Most history textbooks open with a description of ancient Egypt as a towering civilization that, for more than a millennium, led mankind’s intellectual, political and cultural advancement. Each year, millions of visitors marvel at the pyramids jutting from Egypt’s dunes, at the mummified remains of the ancient pharaohs, and at Egypt’s mountains of other artifacts and relics—all testimony to the power the civilization once held.
But perhaps the most striking facet of Egyptian history is its precipitous fall.
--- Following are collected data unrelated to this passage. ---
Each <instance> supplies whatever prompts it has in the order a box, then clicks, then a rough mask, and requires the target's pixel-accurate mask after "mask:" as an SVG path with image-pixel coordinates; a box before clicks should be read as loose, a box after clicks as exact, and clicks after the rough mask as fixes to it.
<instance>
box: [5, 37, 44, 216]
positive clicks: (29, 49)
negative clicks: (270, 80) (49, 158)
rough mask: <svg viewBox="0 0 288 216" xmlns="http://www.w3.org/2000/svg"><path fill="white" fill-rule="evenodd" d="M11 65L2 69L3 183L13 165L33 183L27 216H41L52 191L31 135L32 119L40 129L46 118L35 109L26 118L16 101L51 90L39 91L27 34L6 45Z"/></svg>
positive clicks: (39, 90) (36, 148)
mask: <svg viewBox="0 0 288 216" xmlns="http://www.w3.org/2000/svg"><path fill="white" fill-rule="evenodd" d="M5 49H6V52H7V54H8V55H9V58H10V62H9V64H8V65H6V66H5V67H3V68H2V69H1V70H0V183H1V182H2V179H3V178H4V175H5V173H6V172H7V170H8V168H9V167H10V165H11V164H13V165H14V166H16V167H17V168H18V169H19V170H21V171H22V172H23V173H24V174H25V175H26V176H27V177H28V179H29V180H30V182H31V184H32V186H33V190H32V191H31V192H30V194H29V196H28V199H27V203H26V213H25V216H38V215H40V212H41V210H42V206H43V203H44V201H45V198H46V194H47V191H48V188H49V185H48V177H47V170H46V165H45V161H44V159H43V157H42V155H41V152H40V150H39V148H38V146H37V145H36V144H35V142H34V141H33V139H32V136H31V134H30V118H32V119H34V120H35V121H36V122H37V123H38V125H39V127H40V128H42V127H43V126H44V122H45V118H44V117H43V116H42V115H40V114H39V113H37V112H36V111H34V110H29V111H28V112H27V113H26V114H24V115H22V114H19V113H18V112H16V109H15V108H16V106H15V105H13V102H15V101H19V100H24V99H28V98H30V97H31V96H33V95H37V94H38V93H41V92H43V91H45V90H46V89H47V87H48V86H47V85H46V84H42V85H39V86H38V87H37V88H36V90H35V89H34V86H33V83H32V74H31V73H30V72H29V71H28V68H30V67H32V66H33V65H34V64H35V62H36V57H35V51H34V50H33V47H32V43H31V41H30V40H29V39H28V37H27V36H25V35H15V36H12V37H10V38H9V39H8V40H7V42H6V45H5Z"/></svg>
Modern-day Egyptians, after all, are not descended from those ancient societies that constructed the Giza Pyramid Complex, the Great Sphinx, and other momentous structures. They have no connection to the early dynastic peoples that pioneered new frontiers in science, mathematics and art, and that once dominated the civilized world. Today’s Egypt is inhabited and ruled by Arabs; before that it was under British control; before that it was controlled by various Muslim peoples, including the Ottomans; before that it was the Romans; before that the Greeks; and before that the Persians.
Egypt has resurfaced intermittently in the past 2,500 years of world history,but always as the territory of a foreign nation or empire. What happened toancient Egypt—the unique and independent civilization established by the pharaohs, the nation that once reigned over mankind? That Egypt has clearly vanished.